Comment 15 Xingnan Wang 2012-02-27 21:01:39 PST
(In reply to comment #14)
> (In reply to comment #10)
> > (From update of attachment 128369 [details] [details])
> > View in context: https://bugs.webkit.org/attachment.cgi?id=128369&action=review
> > 
> > >> Source/WebCore/platform/audio/VectorMath.cpp:500
> > >> +            source = _mm_and_ps(source, mMask);
> > > 
> > > You mentioned that the performance with and_ps is less than the previous version with min_ps.  Is this because and_ps is slower or maybe because of some pipelining isues?  I'm just curious as to why this is slower.
> > 
> > It`s not slower with and_ps, my expression may not be clear so sorry for misleading you. I mean the performance between using and_ps and min_ps is not too much different, so I think the performance data is no needed to be updated.
> 
> Ok.  No need to change anything then.  I'm glad the performance didn't change.

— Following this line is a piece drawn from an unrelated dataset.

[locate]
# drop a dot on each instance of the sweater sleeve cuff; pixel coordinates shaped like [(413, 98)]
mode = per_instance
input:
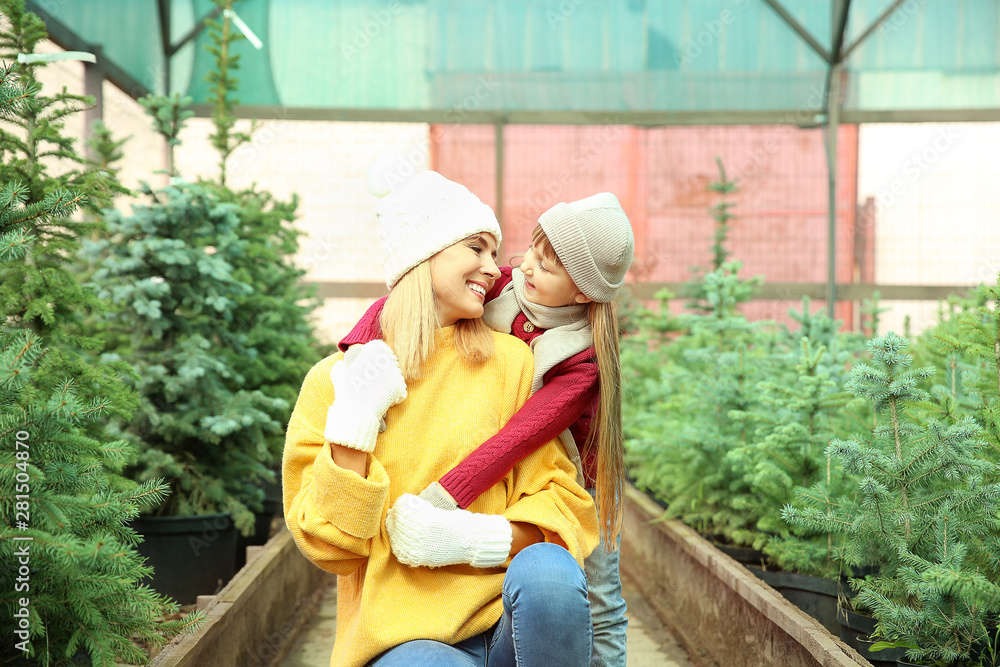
[(353, 503)]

Chris, does the patch need more review?
Comment 16 Xingnan Wang 2012-02-27 21:14:59 PST
Created attachment 129183 [details]
Patch
Comment 17 Xingnan Wang 2012-02-27 21:16:00 PST
(In reply to comment #16)
> Created an attachment (id=129183) [details]
> Patch

(In reply to comment #13)
> (From update of attachment 128852 [details])
> View in context: https://bugs.webkit.org/attachment.cgi?id=128852&action=review
> 
> Except for the nit, looks good.
> 
> > Source/WebCore/platform/audio/VectorMath.cpp:500
> > +            source = _mm_and_ps(source, mMask);
> 
> nit: Perhaps add a comment here to say that anding the source with the mask computes the absolute value by making the sign bit 0 (positive).

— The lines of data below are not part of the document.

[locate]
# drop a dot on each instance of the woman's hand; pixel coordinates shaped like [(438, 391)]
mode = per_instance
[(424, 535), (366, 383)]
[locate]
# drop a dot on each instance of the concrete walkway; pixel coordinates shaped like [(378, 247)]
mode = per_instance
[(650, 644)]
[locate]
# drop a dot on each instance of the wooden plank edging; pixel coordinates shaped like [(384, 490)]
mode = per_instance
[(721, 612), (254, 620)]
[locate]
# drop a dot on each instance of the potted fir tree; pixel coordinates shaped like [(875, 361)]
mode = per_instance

The comment is add, thanks.
Comment 18 Raymond Toy 2012-02-28 10:14:20 PST
Comment on attachment 129183 [details]
Patch

LGTM
Comment 19 Xingnan Wang 2012-02-29 20:30:26 PST
Comment on attachment 129183 [details]
Patch

Submit to the commit-queue as it`s "LGTM".
Comment 20 Chris Rogers 2012-03-01 12:45:41 PST
Comment on attachment 129183 [details]
Patch

Looks good.
Comment 21 WebKit Review Bot 2012-03-01 12:55:09 PST
Comment on attachment 129183 [details]
Patch

Rejecting attachment 129183 [details] from commit-queue.

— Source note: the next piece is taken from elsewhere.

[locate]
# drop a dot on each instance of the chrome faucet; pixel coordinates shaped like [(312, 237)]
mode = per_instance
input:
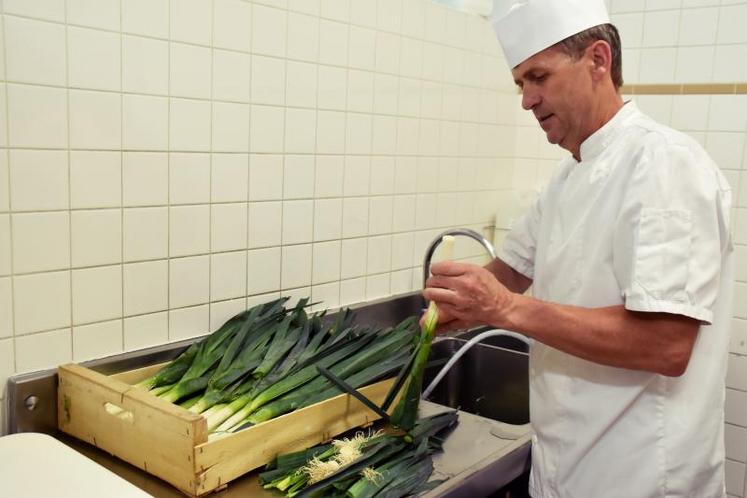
[(456, 231)]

Failed to run "['/mnt/git/webkit-commit-queue/Tools/Scripts/webkit-patch', '--status-host=queues.webkit.org', '-..." exit_code: 1

ERROR: /mnt/git/webkit-commit-queue/ChangeLog neither lists a valid reviewer nor contains the string "Unreviewed" or "Rubber stamp" (case insensitive).

Full output: http://queues.webkit.org/results/11757580
Comment 22 Chris Rogers 2012-03-01 17:38:36 PST
Comment on attachment 129183 [details]
Patch

trying commit queue again
Comment 23 WebKit Review Bot 2012-03-01 18:00:21 PST
Comment on attachment 129183 [details]
Patch

Clearing flags on attachment: 129183

Committed r109476: <http://trac.webkit.org/changeset/109476>
Comment 24 WebKit Review Bot 2012-03-01 18:00:26 PST
All reviewed patches have been landed.  Closing bug.